In the course “Supercomputers and their programming” the students are introduced to theoretical background in the field of parallel and distributed computing. The exercise described in this work supplements the gained knowledge from the course with practical experiences. With completion of the exercise the students are well prepared for their future scientific work. The exercise presents a holistic training for students and is often the first practical experience with a complete workflow for scientific computing. This workflow represents a general methodology and can be applied to other scientific problems as well. The feedback from the students is very positive. In contrast to common curriculums, the course covers not only theoretical knowledge. Moreover, in this exercise the students have to implement, execute, and analyze a parallel program on a HPC system. The students highly appreciate the chance to gain skills or improve their expertise in parallel programming. Furthermore, the tutors noticed that the exercise encourages the cooperation between students from different courses of study. The students benefit from each others expertise and complement their knowledge. Furthermore, the tutors also benefit from the close cooperation with the students. First contacts are established for acquiring student workers or thesis topics.

While the feedback of the exercise is very positive, there are options to enhance the practical session.
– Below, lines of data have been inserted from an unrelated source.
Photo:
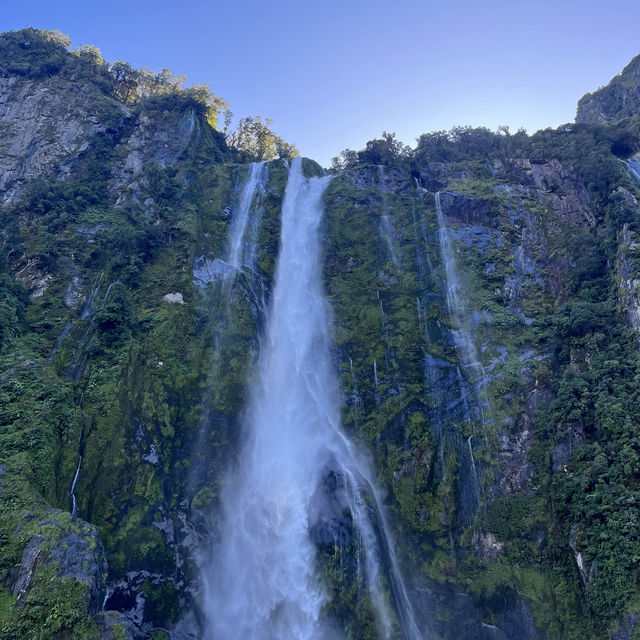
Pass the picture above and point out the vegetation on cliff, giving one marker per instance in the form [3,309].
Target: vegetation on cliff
[122,379]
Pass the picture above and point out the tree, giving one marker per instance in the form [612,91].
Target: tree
[254,137]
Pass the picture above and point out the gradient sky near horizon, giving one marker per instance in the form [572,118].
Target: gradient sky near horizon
[335,74]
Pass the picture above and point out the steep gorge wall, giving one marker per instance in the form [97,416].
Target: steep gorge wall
[511,481]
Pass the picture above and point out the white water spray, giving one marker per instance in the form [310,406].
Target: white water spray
[263,582]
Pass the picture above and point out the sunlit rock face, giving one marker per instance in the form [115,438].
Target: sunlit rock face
[240,399]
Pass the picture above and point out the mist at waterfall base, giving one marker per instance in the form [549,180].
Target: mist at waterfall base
[263,581]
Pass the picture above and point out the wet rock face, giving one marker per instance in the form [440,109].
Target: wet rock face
[459,207]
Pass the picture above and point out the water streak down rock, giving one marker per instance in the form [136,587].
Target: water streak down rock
[263,581]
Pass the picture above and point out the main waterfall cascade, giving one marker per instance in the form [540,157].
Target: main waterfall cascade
[263,582]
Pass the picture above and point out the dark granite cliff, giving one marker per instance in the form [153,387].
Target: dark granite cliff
[485,293]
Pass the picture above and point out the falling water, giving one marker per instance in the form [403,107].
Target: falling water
[468,355]
[240,252]
[386,233]
[463,340]
[263,581]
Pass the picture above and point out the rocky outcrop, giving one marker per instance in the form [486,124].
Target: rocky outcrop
[45,126]
[73,548]
[619,99]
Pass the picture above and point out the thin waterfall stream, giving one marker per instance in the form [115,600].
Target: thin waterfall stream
[263,582]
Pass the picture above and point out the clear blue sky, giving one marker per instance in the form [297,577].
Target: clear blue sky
[337,73]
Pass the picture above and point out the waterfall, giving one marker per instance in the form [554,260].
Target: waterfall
[465,346]
[263,582]
[240,250]
[461,336]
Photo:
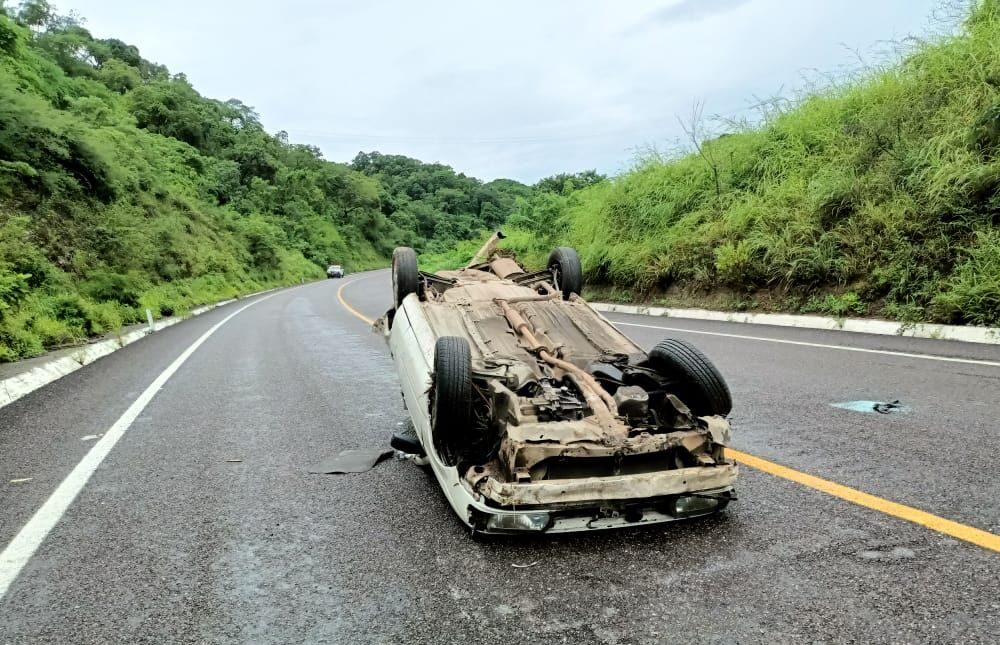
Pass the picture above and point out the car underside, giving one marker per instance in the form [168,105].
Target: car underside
[536,413]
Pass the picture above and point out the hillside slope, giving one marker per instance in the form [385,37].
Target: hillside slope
[876,197]
[122,188]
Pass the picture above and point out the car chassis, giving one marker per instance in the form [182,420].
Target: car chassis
[536,414]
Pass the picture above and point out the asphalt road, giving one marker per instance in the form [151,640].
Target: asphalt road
[173,540]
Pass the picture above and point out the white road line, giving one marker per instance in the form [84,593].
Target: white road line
[929,357]
[31,536]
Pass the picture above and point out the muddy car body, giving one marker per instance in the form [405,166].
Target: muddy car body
[537,414]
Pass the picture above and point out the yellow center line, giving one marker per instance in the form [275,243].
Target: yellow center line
[953,529]
[976,536]
[348,307]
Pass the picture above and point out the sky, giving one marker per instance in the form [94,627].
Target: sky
[518,89]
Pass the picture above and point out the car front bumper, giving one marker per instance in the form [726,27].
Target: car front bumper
[595,503]
[595,517]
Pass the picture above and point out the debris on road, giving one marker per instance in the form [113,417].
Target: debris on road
[872,407]
[352,461]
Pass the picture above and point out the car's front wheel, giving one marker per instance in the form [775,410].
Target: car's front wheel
[699,384]
[567,273]
[405,277]
[451,397]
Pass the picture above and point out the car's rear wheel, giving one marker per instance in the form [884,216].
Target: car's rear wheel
[700,385]
[451,398]
[405,278]
[564,263]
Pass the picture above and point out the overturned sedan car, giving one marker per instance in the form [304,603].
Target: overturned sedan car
[537,414]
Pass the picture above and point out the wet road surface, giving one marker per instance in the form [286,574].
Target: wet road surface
[202,524]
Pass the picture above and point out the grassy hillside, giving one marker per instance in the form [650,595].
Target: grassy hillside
[876,197]
[122,188]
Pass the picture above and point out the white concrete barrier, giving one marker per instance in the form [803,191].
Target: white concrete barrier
[989,335]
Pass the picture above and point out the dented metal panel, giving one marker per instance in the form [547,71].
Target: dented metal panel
[562,439]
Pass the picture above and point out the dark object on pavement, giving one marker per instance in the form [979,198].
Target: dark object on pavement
[886,408]
[406,440]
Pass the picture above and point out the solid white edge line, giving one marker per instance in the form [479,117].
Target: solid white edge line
[929,357]
[14,387]
[20,550]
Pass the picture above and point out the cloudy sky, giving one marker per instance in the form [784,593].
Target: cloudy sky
[520,89]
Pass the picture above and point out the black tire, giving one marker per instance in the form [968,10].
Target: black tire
[700,385]
[567,273]
[451,398]
[405,278]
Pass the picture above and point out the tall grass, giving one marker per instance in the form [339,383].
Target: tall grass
[885,187]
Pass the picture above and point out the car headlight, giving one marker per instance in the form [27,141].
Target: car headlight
[518,522]
[692,505]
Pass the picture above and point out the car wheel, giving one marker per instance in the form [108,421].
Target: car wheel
[405,277]
[567,273]
[700,384]
[451,397]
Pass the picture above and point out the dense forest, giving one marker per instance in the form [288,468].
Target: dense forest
[877,195]
[122,188]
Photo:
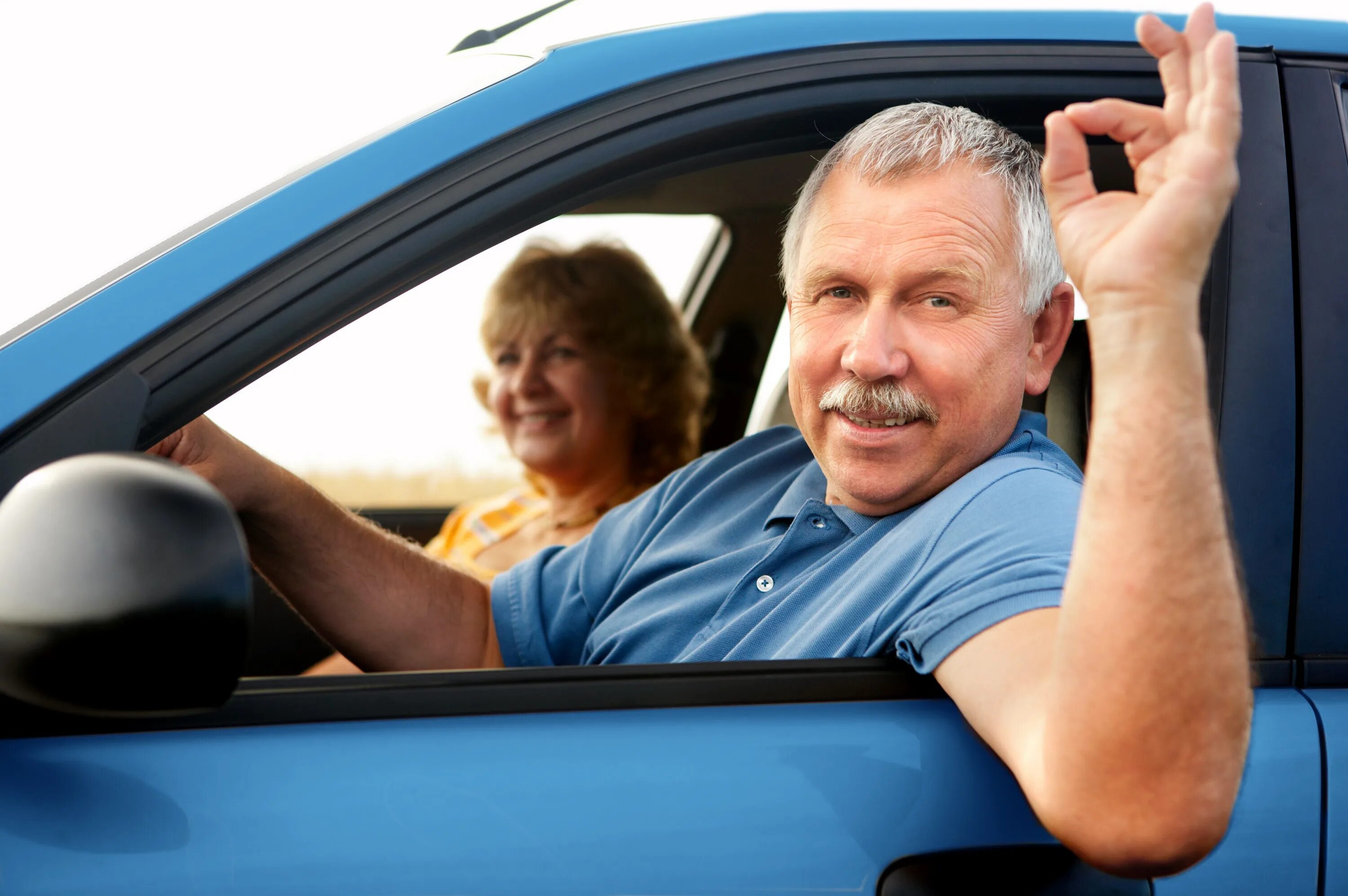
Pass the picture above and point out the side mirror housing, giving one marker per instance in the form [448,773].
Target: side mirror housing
[124,589]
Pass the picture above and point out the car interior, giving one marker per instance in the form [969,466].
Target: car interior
[734,308]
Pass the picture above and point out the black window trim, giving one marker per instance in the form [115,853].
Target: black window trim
[1316,95]
[394,696]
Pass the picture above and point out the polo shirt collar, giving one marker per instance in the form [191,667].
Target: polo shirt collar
[812,486]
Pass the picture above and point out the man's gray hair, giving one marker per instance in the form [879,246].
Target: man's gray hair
[921,138]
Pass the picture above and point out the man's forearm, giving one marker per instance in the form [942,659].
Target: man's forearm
[1150,688]
[374,596]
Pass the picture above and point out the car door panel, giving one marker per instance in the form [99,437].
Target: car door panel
[677,801]
[772,798]
[1332,708]
[1273,844]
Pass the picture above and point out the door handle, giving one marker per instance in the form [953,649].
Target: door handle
[1032,870]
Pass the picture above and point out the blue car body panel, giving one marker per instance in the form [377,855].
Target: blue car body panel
[1332,709]
[60,353]
[766,799]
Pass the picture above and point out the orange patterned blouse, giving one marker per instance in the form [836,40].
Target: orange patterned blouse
[476,526]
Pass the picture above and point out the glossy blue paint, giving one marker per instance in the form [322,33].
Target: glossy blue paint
[50,359]
[772,799]
[1273,845]
[1332,706]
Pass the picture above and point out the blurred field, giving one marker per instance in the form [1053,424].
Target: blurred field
[362,490]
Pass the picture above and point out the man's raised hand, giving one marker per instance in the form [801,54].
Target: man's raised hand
[1129,251]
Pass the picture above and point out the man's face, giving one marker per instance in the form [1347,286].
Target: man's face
[912,285]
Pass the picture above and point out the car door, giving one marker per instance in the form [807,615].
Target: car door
[1317,132]
[772,778]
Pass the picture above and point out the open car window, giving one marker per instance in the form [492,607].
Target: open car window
[382,414]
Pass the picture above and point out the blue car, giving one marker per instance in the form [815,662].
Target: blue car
[820,777]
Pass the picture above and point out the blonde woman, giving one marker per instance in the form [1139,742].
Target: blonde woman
[598,390]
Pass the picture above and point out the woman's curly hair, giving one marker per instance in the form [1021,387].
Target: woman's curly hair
[604,296]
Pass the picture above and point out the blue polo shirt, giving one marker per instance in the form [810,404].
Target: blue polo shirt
[736,557]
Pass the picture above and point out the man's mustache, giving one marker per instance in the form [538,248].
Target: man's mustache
[886,399]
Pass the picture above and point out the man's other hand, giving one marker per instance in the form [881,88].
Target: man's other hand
[1130,248]
[220,459]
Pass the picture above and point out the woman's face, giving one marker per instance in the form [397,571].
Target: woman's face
[554,406]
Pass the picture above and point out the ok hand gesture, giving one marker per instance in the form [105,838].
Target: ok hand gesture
[1131,251]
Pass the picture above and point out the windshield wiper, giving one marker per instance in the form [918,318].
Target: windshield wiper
[482,38]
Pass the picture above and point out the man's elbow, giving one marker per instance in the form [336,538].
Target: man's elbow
[1148,841]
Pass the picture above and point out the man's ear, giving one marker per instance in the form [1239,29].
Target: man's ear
[1049,337]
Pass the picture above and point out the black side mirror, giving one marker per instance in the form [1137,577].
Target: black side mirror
[124,589]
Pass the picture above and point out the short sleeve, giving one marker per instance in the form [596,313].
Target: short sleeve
[1003,553]
[546,607]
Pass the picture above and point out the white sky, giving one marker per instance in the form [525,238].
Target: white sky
[129,122]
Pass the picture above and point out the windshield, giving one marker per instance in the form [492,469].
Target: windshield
[174,166]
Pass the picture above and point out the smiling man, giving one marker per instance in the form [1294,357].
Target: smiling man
[918,511]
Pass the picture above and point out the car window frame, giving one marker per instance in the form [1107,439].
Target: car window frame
[641,134]
[1316,96]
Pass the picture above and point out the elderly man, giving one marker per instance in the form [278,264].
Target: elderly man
[918,511]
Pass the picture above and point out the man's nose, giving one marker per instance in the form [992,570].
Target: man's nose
[877,348]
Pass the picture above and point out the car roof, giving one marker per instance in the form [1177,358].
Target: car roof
[89,329]
[581,21]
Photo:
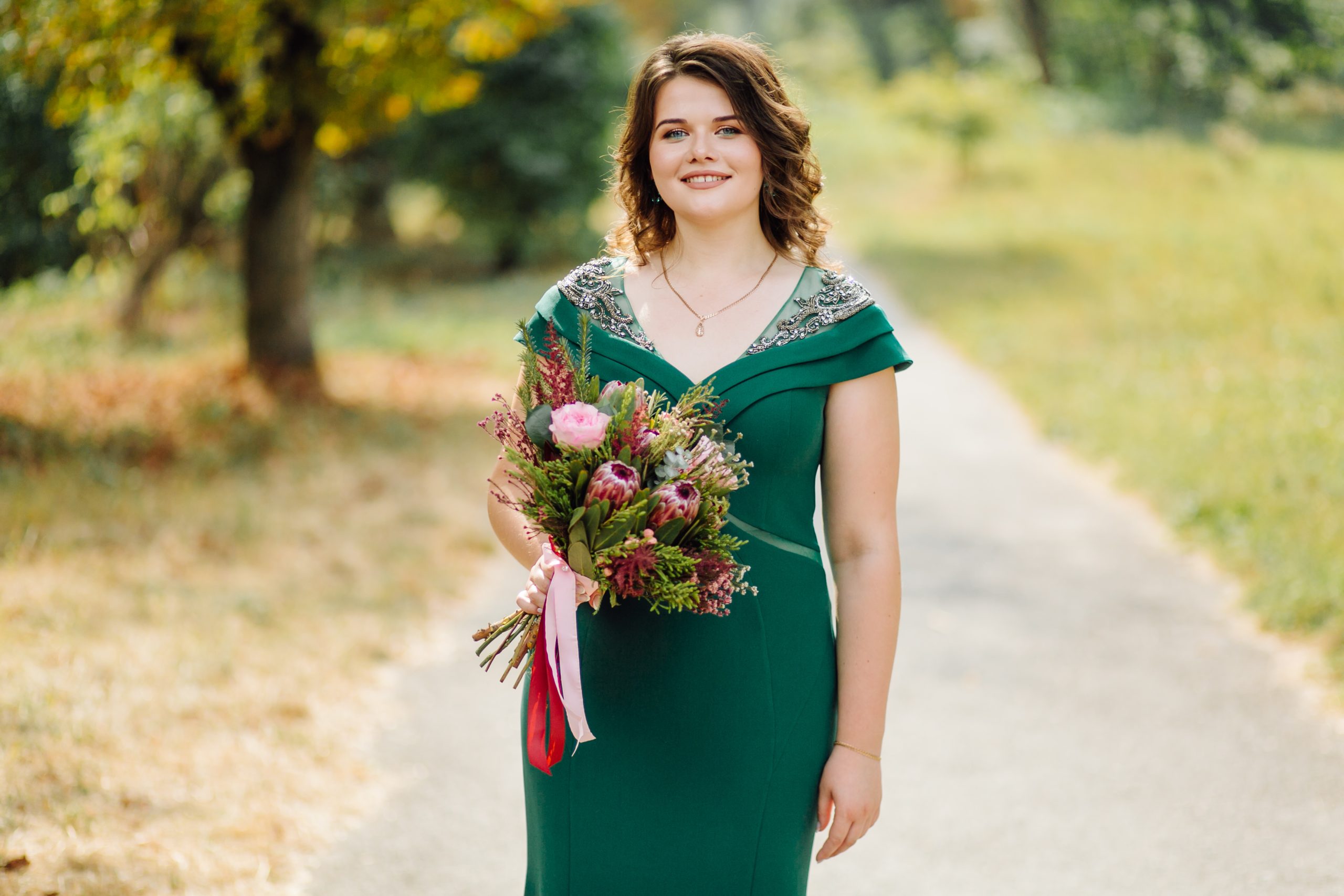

For example, the parallel implementation can be extended to shared-memory parallelism by an hybrid MPI+OpenMP version. Multi-core architectures with shared memory are omnipresent. Although, OpenMP [7] is theoretically introduced in the lecture, it is currently not part of the exercises. A practical implementation of the shared memory paradigm would complement the course. The visualization approach presented in the exercise can be improved as well. Students would benefit from replacing the self-implemented visualization approach by established frameworks (e.g., VisIt [1]) and their file formats.